The informally stated CLT I'm working with is as follows: If $X_i$ are IID rvs with mean $\mu$ and variance $\sigma^2$ and $$S_n = \frac{1}{n}\sum X_i$$ then, as $n\to\infty$, PDF of $S_n$ tends to a Gaussian with a mean $\mu$ and variance $\sigma^2/n$: $$P(S_n) \to \frac{1}{\sqrt{2\pi\sigma^2}}e^{-(x-\mu)^2/\sigma^2}$$

I realize I may be bit off in factors (e.g., $2\sigma^2$ instead of $\sigma^2$), but can adjust for these later. So following are my steps and as far I could get.

Define $p(x)$ as the PDF of $X$, $P(X\leq x) = \int_{-\infty}^x p(t) dt$ as the CDF of $X$ and $F_p(\omega) = \int_{-\infty}^\infty e^{-i\omega t} p(t) dt$ as the Fourier transform of the PDF of $X$.

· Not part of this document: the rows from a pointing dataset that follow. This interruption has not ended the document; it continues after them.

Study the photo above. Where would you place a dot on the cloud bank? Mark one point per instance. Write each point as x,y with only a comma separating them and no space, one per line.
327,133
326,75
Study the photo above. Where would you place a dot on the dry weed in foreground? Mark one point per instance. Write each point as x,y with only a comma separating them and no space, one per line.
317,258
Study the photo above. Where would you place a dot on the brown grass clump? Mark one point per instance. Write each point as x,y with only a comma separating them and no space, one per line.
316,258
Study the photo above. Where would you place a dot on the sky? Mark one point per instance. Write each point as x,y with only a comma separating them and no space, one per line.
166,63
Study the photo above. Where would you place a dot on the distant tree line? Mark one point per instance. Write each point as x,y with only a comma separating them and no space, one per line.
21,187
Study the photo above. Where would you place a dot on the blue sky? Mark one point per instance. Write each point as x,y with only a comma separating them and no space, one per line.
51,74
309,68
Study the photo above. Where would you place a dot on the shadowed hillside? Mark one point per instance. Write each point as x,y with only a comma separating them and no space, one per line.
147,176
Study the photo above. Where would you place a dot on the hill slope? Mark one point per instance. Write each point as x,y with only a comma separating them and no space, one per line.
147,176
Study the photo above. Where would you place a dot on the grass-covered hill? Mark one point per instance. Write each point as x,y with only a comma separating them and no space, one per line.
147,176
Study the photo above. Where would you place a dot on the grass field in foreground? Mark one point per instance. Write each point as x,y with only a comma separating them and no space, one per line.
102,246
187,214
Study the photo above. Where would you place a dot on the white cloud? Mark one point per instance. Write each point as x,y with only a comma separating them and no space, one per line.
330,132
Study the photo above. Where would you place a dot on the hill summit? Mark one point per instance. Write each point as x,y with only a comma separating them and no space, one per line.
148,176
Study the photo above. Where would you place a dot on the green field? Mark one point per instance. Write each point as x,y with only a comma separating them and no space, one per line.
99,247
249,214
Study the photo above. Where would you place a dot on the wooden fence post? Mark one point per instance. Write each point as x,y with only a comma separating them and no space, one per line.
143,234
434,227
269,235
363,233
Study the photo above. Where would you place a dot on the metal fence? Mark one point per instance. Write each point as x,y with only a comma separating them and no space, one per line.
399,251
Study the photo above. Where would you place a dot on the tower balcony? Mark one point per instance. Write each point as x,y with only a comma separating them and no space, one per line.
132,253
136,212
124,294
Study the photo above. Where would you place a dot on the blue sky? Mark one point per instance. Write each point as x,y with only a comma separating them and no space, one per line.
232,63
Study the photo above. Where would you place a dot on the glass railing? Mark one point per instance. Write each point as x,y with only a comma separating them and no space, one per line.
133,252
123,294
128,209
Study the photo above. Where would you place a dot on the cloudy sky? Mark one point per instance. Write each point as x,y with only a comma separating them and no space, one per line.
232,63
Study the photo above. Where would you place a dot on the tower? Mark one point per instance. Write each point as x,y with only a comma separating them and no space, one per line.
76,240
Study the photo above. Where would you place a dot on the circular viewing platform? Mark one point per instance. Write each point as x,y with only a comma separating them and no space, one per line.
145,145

Then for any scalar $\alpha$, the PDF of $X/\alpha$ is $\alpha p(\alpha x)$. In particular, for $\alpha = n$, PDF of $\frac{X}{n}$ is $n p(nx)$. Going to Fourier domain, if FT of $p(x)$ is $F(\omega)$, then using the scaling property of Fourier Transform, FT of $n p(nx)$ is $F(\omega/n)$. Before going further lets simplify $F(\omega/n)$: $$ \begin{align} F(\omega/n) &= \int_{-\infty}^{\infty}e^{-i\omega t/n}p(t) dt\\ &= \int_{-\infty}^{\infty}(1 - \frac{i\omega t}{n} - \frac{\omega^2t^2}{2n^2} + \cdots) p(t) dt\\ &= \int_{-\infty}^{\infty} p(t) dt - \frac{i\omega}{n}\int_{-\infty}^{\infty} tp(t)dt - \frac{\omega^2}{2n^2}\int_{-\infty}^{\infty}t^2p(t) dt\\ &= 1 - \frac{i\omega\mu}{n} - \frac{\omega^2}{2n^2}(\sigma^2 + \mu^2) \end{align} $$ In the above, we used normalization condition (first term), $E[t]=\int t p(t) dt = \mu$ (second term) and $E[t^2] = \int t^2 p(t)dt = \sigma^2 + \mu^2$ (third term).

Now $S_n = \sum_{i=0}^n \frac{X_i}{n}$, which is sum of $n$ IID rvs. So it its PDF is $np(nx)$ convoluted with itself $n$ times. In Fourier domain, this is just $[F(\omega/n)]^n$. But I'm having difficulty taking the limit as $n\to\infty$ because of $n$ and $n^2$ terms in the denominator.

Standardizing to zero mean, unit variance and showing $W_n = \sum \frac{X_i - \mu}{\sigma\sqrt{n}} \to N(0, 1)$ seems to work as demonstrated in the course notes referenced above. However, not choosing to standardize the variables and trying to show $S_n = \frac{1}{n}\sum X_i \to N(\mu, \sigma^2/n)$ does not seem to work because of heterogenous powers of $n$ in the approximated Fourier Transform equation. Also, there is an inherent difficulty in "retaining" $n$ in the final answer when were are taking a limit as $n\to \infty$. However, the CLT version I'm working with is quite common and I have seen it used often in hypothesis testing.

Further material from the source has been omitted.